Moving fraud has increased recently in the wake of the work-from-home relocation boom, nearly doubling from 2020 to 2021. Fortunately, moving fraud is actually fairly easy to detect if you know what you’re looking for. Most of the things you can look out for aren’t necessarily indicative of a fraudulent company, but probably wouldn’t be the case with a good company. Major red flags involve legal requirements not being met or legal information not being provided, and almost surely indicate fraud.
Very importantly, the company must provide a copy of Your Rights and Responsibilities When You Move. This is a legal requirement. Included in this document is the requirement that moving companies only collect money for successfully delivered items, meaning demanding up-front payment is illegal. Moving trucks are also subject to FMCSA regulations. If they aren’t willing to provide their FMCSA registration, they probably aren’t registered and therefore not operating legally. The company should also provide contact information, including an exact address, and you should be able to find them online.

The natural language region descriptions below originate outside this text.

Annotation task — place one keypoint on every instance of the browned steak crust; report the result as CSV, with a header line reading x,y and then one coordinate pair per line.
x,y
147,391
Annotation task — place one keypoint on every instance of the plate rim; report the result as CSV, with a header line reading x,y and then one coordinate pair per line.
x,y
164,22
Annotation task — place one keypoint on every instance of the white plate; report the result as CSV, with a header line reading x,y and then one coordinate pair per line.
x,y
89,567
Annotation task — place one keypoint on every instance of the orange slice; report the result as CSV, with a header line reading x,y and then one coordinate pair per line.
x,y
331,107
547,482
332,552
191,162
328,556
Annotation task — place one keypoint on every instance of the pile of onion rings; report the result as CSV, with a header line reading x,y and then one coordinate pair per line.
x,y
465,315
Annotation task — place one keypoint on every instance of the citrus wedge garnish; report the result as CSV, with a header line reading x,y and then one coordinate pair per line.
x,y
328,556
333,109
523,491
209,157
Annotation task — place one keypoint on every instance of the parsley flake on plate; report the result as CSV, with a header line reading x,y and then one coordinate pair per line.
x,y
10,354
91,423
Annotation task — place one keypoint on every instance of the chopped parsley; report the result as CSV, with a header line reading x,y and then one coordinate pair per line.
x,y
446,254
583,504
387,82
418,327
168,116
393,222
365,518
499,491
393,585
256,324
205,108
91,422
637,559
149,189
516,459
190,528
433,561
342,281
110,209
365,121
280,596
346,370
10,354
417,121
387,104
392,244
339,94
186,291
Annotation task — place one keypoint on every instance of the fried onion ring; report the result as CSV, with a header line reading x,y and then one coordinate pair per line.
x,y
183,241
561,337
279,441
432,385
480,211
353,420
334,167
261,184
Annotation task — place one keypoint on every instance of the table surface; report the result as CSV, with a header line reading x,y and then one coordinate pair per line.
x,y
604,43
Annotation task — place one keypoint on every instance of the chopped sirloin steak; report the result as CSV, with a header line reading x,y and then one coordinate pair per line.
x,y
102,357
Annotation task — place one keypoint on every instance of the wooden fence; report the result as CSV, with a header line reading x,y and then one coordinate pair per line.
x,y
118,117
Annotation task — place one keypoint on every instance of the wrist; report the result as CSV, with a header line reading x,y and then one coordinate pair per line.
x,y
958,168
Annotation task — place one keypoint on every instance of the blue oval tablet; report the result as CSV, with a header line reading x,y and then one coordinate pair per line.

There are also less surefire red flags. As usual, “if it’s too good to be true, it’s probably false” applies. Scammers offer low prices to entice customers, but frequently add hidden surcharges or fees, or simply bump up the cost well above their estimate — if they provide one at all. They may say they’ve been around forever, but they may not have any proof of that. Especially if all their reviews are recent. If they’re all five star reviews, they’re probably all fake. Scammers are also frequently very pushy.